Bacterial Superantigens Dendritic Cells in Response to T Cell-Dependent Maturation of
2000
Dendritic cells (DC) express a set of germline-encoded transmembrane Toll-like receptors that recognize shared microbial products, such as Escherichia coli LPS, termed pathogen-associated molecular patterns. Analysis of the in vivo response to pathogenassociated molecular patterns has uncovered their ability to induce the migration and the maturation of DC, favoring thus the delivery of Ag and costimulatory signals to naive T cells in vivo. Bacterial superantigens constitute a particular class of pathogenderived molecules known to induce a potent inflammatory response in vivo, secondary to the activation of a large repertoire of T cells.
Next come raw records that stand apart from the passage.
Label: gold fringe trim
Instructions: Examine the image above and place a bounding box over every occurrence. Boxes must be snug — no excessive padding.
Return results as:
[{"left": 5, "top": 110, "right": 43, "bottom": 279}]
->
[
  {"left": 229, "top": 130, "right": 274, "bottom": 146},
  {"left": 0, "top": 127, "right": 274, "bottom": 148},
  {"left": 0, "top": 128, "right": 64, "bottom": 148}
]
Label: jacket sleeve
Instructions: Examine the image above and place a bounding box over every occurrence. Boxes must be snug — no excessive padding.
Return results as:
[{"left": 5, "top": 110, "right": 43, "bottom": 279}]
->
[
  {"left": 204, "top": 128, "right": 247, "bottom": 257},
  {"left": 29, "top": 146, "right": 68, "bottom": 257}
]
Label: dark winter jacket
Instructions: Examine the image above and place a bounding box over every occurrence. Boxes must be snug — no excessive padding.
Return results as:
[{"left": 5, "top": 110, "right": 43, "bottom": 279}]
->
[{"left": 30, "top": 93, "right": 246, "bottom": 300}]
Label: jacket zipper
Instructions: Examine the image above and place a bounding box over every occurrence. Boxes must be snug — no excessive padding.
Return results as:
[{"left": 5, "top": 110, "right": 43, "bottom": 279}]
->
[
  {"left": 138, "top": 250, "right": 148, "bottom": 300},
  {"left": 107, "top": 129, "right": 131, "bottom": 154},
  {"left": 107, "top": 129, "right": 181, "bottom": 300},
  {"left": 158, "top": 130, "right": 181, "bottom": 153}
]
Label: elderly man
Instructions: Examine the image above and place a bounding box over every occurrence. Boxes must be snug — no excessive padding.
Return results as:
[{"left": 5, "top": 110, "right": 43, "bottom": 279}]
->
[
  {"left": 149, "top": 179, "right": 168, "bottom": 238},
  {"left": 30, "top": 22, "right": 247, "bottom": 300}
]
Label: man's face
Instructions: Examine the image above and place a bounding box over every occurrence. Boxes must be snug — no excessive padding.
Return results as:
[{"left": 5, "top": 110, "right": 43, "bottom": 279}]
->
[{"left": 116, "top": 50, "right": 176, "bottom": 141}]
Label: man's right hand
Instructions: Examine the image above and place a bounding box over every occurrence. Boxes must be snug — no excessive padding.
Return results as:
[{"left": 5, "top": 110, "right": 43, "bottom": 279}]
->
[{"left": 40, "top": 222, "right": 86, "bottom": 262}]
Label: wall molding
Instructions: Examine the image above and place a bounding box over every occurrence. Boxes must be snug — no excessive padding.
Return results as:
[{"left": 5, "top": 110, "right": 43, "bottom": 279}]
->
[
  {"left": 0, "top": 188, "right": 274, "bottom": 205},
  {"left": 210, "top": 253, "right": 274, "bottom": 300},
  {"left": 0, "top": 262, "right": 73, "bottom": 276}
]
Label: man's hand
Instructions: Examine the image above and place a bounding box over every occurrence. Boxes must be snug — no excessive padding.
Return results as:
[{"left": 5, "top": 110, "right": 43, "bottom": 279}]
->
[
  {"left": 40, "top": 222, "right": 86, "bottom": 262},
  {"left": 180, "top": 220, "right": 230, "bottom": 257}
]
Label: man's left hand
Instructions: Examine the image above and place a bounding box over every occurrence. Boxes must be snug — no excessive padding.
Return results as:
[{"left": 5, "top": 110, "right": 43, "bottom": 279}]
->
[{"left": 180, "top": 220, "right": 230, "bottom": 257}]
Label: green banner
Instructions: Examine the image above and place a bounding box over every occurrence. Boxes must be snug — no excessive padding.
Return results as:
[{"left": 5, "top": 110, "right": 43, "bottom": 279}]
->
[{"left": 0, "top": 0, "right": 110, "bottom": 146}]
We demonstrate in this work that Staphylococcal superantigens induce migration and maturation of DC populations in vivo. However, in contrast to LPS, superantigens failed to induce DC maturation in RAG or MHC class II-deficient mice, suggesting that T cell activation was a prerequisite for DC maturation. This conclusion was further supported by the finding that T cell activation induced by 1) mitogenic anti-CD3 mAbs, 2) allo-MHC determinants, or 3) nominal Ag in a TCR-transgenic model induces DC maturation in vivo. These studies also revealed that DC that matured in response to T cell mitogens display, comparatively to LPS, a distinctive phenotype characterized by high expression of the MHC class II, CD40, and CD205 markers, but only moderate (CD86) to minimal (CD80) expression of CD28/CTLA4 ligands. This work demonstrates that activation of a sufficient number of naive T cells in vivo constitutes a novel form of immune danger, functionally linked to DC maturation.